Une semaine après avoir été condamné à une amende de 2,88 millions d’euros pour de nouvelles infractions au règlement du Salary Cap, le Stade Toulousain a décidé de faire appel. Mais alors que le club espère obtenir une décision plus favorable devant la Commission d’appel de la FFR, de nouvelles révélations viennent alimenter le dossier.
Selon les informations de L’Équipe, deux joueurs du Stade Toulousain auraient perçu des primes particulièrement élevées après le sacre en Top 14 lors de la saison 2024 / 2025.
Deux primes de 150 000 euros
L’un des volets de la décision rendue le 3 juillet concerne des primes de victoire accordées à quatre joueurs à l’issue de la saison 2024-2025.
La Commission de discipline de la LNR a estimé que ces sommes ne pouvaient pas être considérées comme de simples primes exceptionnelles, mais devaient être intégrées dans le calcul du Salary Cap en tant que compléments de rémunération.
Selon L’Équipe, le montant global de ces primes atteindrait environ 350 000 euros.
Deux joueurs auraient notamment reçu chacun une prime d’environ 150 000 euros : Anthony Jelonch et Alexandre Roumat.
Pourquoi ces primes posent problème
Ce n’est pas l’existence de primes de victoire qui est remise en cause, mais leur montant.
Toujours selon L’Équipe, ces 150 000 euros représenteraient une part particulièrement importante de la rémunération annuelle des deux internationaux français.
C’est précisément ce déséquilibre qui aurait conduit la Commission à considérer qu’il s’agissait de véritables compléments de salaire et non de simples récompenses sportives.
Le quotidien sportif ajoute que cette situation amène également à s’interroger sur l’existence éventuelle d’engagements écrits antérieurs, comme cela avait été le cas dans le dossier du contrat d’image d’Anthony Jelonch avec la société 3S-Alyzia.
D’autres saisons pourraient être concernées
L’affaire pourrait ne pas s’arrêter à la seule saison 2024-2025.
D’après L’Équipe, le Stade Toulousain aurait utilisé un système similaire lors des deux saisons précédentes, en réservant ces importantes primes de victoire à un nombre très limité de joueurs.

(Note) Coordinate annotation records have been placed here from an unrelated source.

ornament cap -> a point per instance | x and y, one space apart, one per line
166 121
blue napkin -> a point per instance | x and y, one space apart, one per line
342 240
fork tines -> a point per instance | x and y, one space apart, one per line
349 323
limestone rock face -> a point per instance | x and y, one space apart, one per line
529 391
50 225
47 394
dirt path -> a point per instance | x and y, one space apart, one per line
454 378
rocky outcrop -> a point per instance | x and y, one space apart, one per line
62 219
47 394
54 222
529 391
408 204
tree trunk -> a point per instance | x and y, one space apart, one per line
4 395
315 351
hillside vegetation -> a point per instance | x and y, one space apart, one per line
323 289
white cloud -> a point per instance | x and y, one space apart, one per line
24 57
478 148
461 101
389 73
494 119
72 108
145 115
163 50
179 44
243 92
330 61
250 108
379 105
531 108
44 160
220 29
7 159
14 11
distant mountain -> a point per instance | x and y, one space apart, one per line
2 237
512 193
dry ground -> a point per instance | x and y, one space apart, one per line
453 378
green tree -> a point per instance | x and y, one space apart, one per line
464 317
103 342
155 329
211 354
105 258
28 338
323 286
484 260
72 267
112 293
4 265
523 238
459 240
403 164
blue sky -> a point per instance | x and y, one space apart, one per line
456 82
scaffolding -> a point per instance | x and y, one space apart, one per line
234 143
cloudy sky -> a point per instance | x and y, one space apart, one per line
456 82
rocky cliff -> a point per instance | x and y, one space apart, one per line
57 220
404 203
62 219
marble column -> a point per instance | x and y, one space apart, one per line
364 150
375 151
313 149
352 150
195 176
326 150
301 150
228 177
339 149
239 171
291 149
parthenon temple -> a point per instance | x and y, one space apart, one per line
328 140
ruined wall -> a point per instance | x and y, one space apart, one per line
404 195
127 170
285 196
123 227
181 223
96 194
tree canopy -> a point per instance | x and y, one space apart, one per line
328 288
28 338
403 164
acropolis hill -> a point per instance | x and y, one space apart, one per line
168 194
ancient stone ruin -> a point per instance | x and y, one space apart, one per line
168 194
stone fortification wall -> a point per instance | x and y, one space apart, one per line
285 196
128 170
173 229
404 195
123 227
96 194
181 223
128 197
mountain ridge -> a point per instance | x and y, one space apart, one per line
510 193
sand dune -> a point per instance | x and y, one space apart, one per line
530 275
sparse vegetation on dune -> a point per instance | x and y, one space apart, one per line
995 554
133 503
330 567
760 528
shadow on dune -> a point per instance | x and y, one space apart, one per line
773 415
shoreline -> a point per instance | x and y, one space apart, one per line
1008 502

Le délai de prescription n’étant pas expiré, ces versements pourraient encore être examinés par le Salary Cap Manager de la LNR.
Dans le même temps, le Stade Toulousain a confirmé faire appel de la sanction prononcée contre lui, espérant convaincre la Commission d’appel que ces primes relevaient d’un usage normal et ne constituaient pas un contournement du règlement.
Si la lecture de la Commission d’appel diffère de celle de la LNR, la sanction pourrait être revue. Dans le cas contraire, ces nouvelles révélations pourraient continuer d’alimenter un dossier déjà particulièrement sensible pour le quadruple champion de France.